Government seeks to raise share in minesPublished by MAC on 2006-11-20
Government seeks to raise share in mines
By Likha C. Cuevas, Reporter, Manila Times
20th November 2006
THE House of Representatives is set to draft a bill amending the Philippine Mining Act to ensure the government is getting a fair share of the revenues generated by the mining industry.
This developed after the congressional oversight committee, chaired by Rep. Danilo Suarez, reviewed the contents of the Department of Environment and Natural Resources (DENR) Administrative Order 99-56 on the Mining Act (R.A. 7942).
The DENR AO establishes the fiscal regime that governs the financial and technical assistance agreements for the exploration, development and commercial use of the Philippines' mineral resources. Its provisions were discussed during the committee hearing, which concluded that the government should collect a "royalty" from the mining sector.
The oversight committee has also tasked the Department of Finance and the Bureau of Internal Revenue to come up with a formula for computing the royalty in the mining industry. This royalty, which represents the government's share from the right to use the state's natural resource, is apart from the usual taxes and duties that the government collects from the industry.
In the draft bill, the payment of the royalty starts the moment the company registers any sales.
The mining industry, unlike the energy sector, barely pays the government any royalty. BIR data showed that mining/mineral products generated only about P293.726 million in excise taxes from January to September 2006. On the other hand, BIR data showed that a total of P11.20 billion in corporate income and branch profit taxes were remitted by the energy sector from 2002 to 2005, while DOF projects the total government royalties from the Malampaya project could reach $8 billion to $13 billion.

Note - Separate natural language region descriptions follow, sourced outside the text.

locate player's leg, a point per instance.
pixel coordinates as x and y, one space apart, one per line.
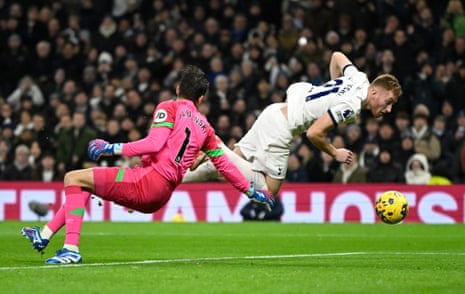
266 145
207 171
40 237
78 184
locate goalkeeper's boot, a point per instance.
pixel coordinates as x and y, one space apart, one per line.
65 256
33 235
201 157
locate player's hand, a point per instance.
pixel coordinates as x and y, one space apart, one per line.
99 147
261 196
344 155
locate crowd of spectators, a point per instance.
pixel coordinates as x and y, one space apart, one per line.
74 70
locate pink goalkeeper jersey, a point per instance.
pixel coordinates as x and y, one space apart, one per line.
177 133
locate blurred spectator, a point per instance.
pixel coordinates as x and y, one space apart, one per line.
402 124
385 169
455 89
16 63
350 173
441 174
72 144
27 89
369 154
446 138
425 140
20 169
46 170
106 38
25 123
454 17
417 170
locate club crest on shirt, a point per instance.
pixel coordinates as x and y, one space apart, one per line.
160 115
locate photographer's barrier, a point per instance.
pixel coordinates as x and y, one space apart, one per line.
220 202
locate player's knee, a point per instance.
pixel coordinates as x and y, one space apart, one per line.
71 178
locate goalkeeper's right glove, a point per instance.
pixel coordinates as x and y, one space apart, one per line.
99 147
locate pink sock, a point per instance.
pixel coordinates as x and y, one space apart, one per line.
58 221
74 208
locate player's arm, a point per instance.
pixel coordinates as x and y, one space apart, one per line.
337 64
317 134
160 129
232 174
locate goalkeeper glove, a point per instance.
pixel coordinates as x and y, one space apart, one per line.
261 196
99 147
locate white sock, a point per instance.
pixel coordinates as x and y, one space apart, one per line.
207 171
71 247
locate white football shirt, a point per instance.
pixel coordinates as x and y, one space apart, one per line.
342 98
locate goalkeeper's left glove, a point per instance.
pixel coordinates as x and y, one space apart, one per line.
261 196
99 147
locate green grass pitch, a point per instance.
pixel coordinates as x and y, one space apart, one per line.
241 258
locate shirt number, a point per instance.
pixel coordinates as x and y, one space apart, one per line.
332 87
181 151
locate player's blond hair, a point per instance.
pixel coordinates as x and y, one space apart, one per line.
388 82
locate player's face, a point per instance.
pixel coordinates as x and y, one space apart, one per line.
381 102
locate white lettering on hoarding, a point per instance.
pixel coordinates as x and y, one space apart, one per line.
349 199
42 196
6 197
430 201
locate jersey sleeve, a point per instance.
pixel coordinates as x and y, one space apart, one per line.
223 164
160 128
342 113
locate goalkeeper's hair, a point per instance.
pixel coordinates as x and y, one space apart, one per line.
193 83
388 82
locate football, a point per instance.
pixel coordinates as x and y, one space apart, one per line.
392 207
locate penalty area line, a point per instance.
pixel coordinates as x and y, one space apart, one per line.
179 260
203 259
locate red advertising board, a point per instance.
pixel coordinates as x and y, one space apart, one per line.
220 202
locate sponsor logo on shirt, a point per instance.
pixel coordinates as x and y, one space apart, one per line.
160 116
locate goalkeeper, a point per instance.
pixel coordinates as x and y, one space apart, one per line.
177 133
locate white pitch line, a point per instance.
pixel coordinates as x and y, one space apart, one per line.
187 260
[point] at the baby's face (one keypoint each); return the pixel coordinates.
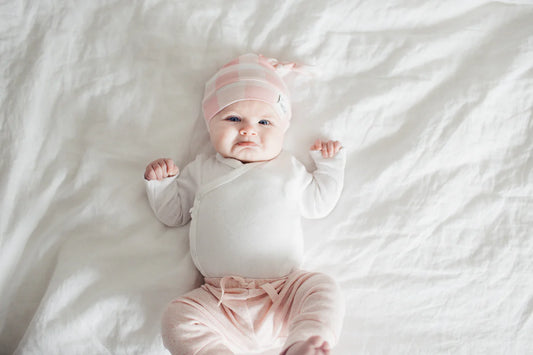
(249, 131)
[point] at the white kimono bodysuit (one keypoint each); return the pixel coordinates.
(246, 217)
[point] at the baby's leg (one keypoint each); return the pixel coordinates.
(189, 328)
(315, 316)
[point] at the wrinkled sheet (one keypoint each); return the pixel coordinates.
(431, 241)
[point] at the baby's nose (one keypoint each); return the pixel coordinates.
(247, 131)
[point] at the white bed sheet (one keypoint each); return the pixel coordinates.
(431, 240)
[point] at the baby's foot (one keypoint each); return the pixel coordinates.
(312, 346)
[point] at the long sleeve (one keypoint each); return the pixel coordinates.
(172, 198)
(323, 187)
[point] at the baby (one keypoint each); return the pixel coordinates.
(245, 204)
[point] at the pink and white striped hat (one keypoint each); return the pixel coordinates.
(249, 77)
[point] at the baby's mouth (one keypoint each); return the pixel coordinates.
(246, 144)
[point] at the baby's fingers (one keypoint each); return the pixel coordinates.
(317, 145)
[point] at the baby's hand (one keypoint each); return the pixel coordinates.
(160, 169)
(329, 149)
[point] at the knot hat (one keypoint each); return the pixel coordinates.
(249, 77)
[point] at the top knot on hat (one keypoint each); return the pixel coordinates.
(249, 77)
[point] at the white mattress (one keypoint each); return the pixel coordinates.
(431, 240)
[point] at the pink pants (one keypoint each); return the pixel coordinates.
(234, 315)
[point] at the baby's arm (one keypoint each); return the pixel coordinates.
(322, 188)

The finance department said that as a sovereign taxing power, the Philippine government has responsibility to ensure that the natural resource owner makes its contribution to public revenues. On the other hand, the government as a resource owner should also determine when to "exploit" its natural resources and make sure it gets an appropriate price for these resources.
Since minerals are non renewable resource, the DOF said, therefore, there is a user cost associated with its extraction and the state should be justly compensated for the exhaustible resource.